The Subtle Signs
Over the next few days, the complaints continued. Not loudly. Not dramatically. Just enough to be noticed—if you were paying attention.
Leila started eating less. She moved more slowly, like every step required a little more effort than before. One morning, I found her sitting on the edge of her bed, her face pale, her hand gripping the mattress as if she were trying to steady the room.
“Are you okay?” I asked.
She nodded too quickly. “Yeah. Just dizzy. I stood up too fast.”
It was always something small. Something explainable.
But the dizziness kept happening.
The pain didn’t go away.
And the girl who used to laugh easily now spent more time lying down, staring at the ceiling, as if waiting for something to pass.
“She’s Just Overreacting”
I brought it up again at dinner.
“I think we should take her to a doctor,” I said carefully.
Her father sighed, the kind of sigh that carries dismissal more than concern. “For what?

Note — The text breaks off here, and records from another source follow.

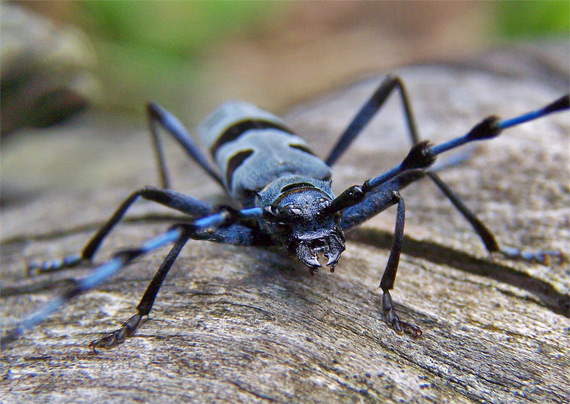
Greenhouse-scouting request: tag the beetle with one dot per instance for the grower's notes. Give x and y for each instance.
(285, 199)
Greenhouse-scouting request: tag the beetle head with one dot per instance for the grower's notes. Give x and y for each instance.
(301, 219)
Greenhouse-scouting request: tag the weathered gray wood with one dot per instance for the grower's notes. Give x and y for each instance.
(248, 325)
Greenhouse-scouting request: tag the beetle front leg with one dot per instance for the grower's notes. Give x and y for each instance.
(390, 272)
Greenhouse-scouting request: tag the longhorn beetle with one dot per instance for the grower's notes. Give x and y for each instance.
(285, 195)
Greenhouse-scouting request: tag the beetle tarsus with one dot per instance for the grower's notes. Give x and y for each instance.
(128, 329)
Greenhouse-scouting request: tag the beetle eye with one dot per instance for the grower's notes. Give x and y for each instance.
(273, 210)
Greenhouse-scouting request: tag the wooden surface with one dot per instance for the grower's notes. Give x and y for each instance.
(248, 325)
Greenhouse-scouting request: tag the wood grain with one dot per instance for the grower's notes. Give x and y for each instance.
(249, 325)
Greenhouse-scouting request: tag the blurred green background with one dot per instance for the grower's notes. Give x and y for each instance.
(191, 55)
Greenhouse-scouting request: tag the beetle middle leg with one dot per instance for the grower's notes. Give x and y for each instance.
(168, 198)
(365, 115)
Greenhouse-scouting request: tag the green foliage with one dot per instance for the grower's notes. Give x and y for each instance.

A stomach ache? Kids exaggerate, you know that.”
“She’s not exaggerating,” I insisted. “She doesn’t complain like this.”
He shrugged. “Maybe it’s stress. School, friends… hormones. It’s normal.”
Normal.
That word echoed in my mind long after the conversation ended.
Because nothing about this felt normal.
A Mother’s Unease
There’s a particular kind of fear that lives inside a mother—the kind that doesn’t come from evidence, but from instinct. It’s quiet, persistent, and impossible to ignore once it takes hold.
That fear had settled in my chest.
I began watching Leila more closely.